As I said before, while it is important that we bring people who commit tax fraud to account, the best way to protect Australia’s revenue is through prevention.
Preventative measures – a reminder for all of us
Unfortunately scams are a fact of life, particularly in the internet age, and take many other forms apart from attempts at refund fraud.
While the work we do to deter, detect and deal with fraud helps protect the community, it is very important that individuals take steps to protect themselves from scammers and fraudsters.
You can help us protect you and others in the community by referring any information you have about these matters to us on 13 28 61.
Apart from blatant and increasingly sophisticated attempts to cheat the system and therefore the community, scammers and fraudsters cause havoc for the people they’ve stolen from or cheated.
Identity theft is a particular problem. If your identity is stolen it can take years to put things right. Your tax file number (TFN) is a unique identifier and should be kept safe. Only certain people can ask for your TFN including the Tax Office, Centrelink, your super fund, bank or financial institution, and your employer (who can do so only once you have started working for them).
There are a few things people can do to protect themselves.
First of all, scams can take many different forms from bogus emails to people door—knocking claiming to be from the Tax Office. Most are designed to trick you into giving away your money, passwords and/or personal details.

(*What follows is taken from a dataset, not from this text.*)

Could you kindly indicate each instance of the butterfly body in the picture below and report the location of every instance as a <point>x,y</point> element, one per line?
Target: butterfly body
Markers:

Be alert to cold calling by email, phone or suspicious door knockers. If an email, phone call or suspicious door knocker does not look or sound right don’t offer any information and call the Tax Office on 13 28 61.
Just as a final and general reminder, even if someone, including a tax agent, helps prepare and lodge your return, the information in the return remains your individual responsibility. You still need to make sure the information is accurate before you sign off on it and that you can prove any claims for deductions if required.